Earlier this year members of the State Board of Education raised eyebrows by appointing as "expert" reviewers of draft social-studies standards an evangelical minister and an activist for the teaching of "the Godly foundation of our country." In written and oral comments, these two reviewers, Peter Marshall of Peter Marshall Ministries and David Barton of the WallBuilders organization, predictably stressed their desire for inclusion of specifically Christian-oriented curriculum content at every turn. They also criticized the proposed inclusion of labor leader Cesar Chavez and civil-rights leader and U.S. Supreme Court Justice Thurgood Marshall as Americans worthy of Texas students' attention.
 
In testimony at this week's State Board of Education meeting, Marshall and Barton backed off from their previous remarks about Chavez and Marshall, and it looks as if these major figures in recent American history will continue to be cited in the social-studies standards.

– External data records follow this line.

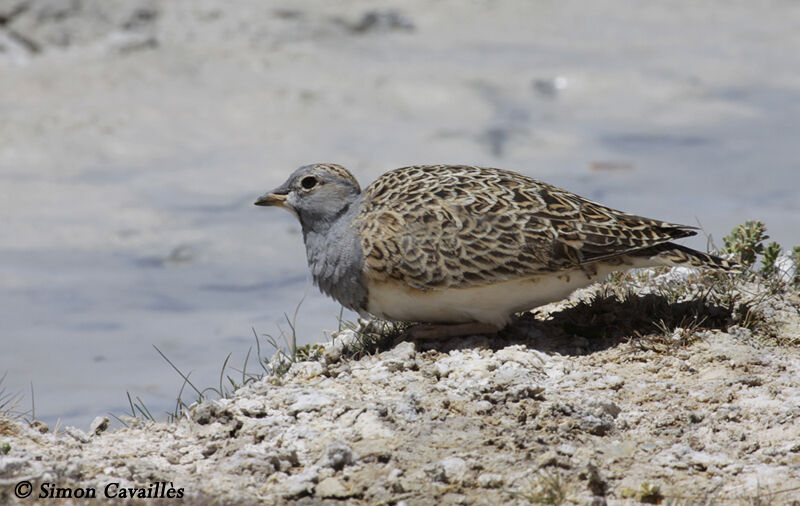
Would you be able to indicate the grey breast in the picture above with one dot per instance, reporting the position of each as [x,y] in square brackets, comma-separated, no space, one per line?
[336,259]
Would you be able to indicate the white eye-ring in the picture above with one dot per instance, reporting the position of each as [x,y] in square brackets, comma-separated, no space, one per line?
[308,182]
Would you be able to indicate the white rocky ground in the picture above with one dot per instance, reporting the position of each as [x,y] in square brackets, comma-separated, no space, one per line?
[111,104]
[570,406]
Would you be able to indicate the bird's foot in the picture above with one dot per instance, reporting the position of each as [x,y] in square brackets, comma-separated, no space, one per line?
[427,331]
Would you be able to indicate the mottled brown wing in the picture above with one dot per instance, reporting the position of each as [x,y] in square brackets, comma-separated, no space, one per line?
[457,226]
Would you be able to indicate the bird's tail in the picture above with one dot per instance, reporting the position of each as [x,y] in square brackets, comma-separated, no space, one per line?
[680,256]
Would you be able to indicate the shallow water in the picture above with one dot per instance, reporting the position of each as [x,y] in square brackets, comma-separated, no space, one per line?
[127,183]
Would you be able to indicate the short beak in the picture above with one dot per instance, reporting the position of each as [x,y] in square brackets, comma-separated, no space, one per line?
[271,199]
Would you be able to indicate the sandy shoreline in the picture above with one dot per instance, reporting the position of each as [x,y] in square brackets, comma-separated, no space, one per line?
[538,414]
[135,135]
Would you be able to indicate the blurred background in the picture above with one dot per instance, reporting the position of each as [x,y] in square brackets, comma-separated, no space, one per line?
[135,135]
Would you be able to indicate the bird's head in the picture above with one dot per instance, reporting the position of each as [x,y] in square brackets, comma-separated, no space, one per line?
[317,194]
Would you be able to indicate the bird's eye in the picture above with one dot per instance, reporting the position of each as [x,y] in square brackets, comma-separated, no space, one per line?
[308,182]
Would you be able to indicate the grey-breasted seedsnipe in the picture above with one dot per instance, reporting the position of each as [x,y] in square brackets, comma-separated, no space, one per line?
[469,246]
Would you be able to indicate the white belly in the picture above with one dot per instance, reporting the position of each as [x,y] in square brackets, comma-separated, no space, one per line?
[492,304]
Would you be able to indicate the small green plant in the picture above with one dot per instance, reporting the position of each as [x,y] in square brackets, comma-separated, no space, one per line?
[9,402]
[647,493]
[796,259]
[309,353]
[746,242]
[771,254]
[547,488]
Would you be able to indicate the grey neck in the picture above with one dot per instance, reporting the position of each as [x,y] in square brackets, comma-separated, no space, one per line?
[336,260]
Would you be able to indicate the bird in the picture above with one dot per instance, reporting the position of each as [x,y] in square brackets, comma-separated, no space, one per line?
[460,249]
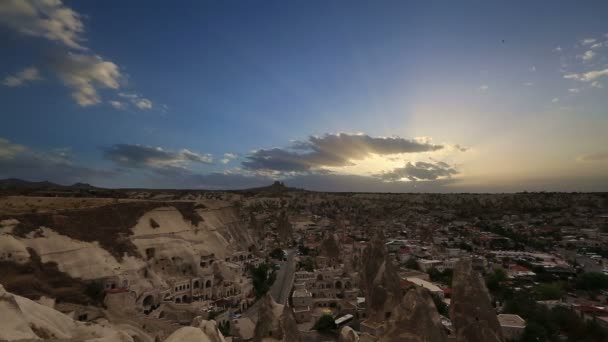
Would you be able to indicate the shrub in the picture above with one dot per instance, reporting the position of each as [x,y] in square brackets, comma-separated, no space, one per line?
[325,323]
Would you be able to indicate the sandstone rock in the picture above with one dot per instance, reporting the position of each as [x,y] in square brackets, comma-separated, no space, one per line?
[330,248]
[347,334]
[472,314]
[379,281]
[268,324]
[289,326]
[284,229]
[209,328]
[415,320]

But they maintained their insistence on pervasive coverage of the role of religion, and specifically of evangelical Christianity, in U.S. history--in marked contrast to the testimony of other social-studies reviewers, all of whom are university professors with extensive expertise in the teaching of social studies.
 
SBOE members who named Marshall and Barton to the review panel, such as Don McLeroy, Republican of College Station, made it clear that they will continue pursuing this agenda when the Board meets again in January to consider a second draft of the social-studies curriculum guidelines. The flavor of the SBOE discussion can be gleaned from several of McLeroy's comments. While "we are not a Christian nation," McLeroy said, he insisted with Marshall and Barton that textbooks should teach that the nation was founded on Christian principles. McLeroy added: "The atheist secularists today say there is no truth and we just evolved. And those are clearly not the principles enunciated in our nation's founding documents."
 
Teachers serving on the social-studies drafting teams reportedly raised questions about the lax criteria for SBOE appointment of "experts" to review the draft social-studies standards, and they were right to do so. It seems any two SBOE members can nominate a reviewer, who need have no academic training or teaching credentials in the subject under review.
 
The editors at the Longview News Journal have been watching the SBOE's deliberations over the past year on new guidelines for English language arts, science, and now social studies. They speak for many with this editorial assessment published today: "Reform is needed in how this state determines curriculum and textbooks. We believe educators ought to determine textbook content. For example, appoint renowned history professors from the state's universities to set those standards, instead of allowing a politicized board to do so. We can never completely eliminate subjectivity from the process of determining the weight of various historical figures. But we would be far more comfortable if those decisions were being made by professionally trained academicians, instead of ideologues--no matter their political bent."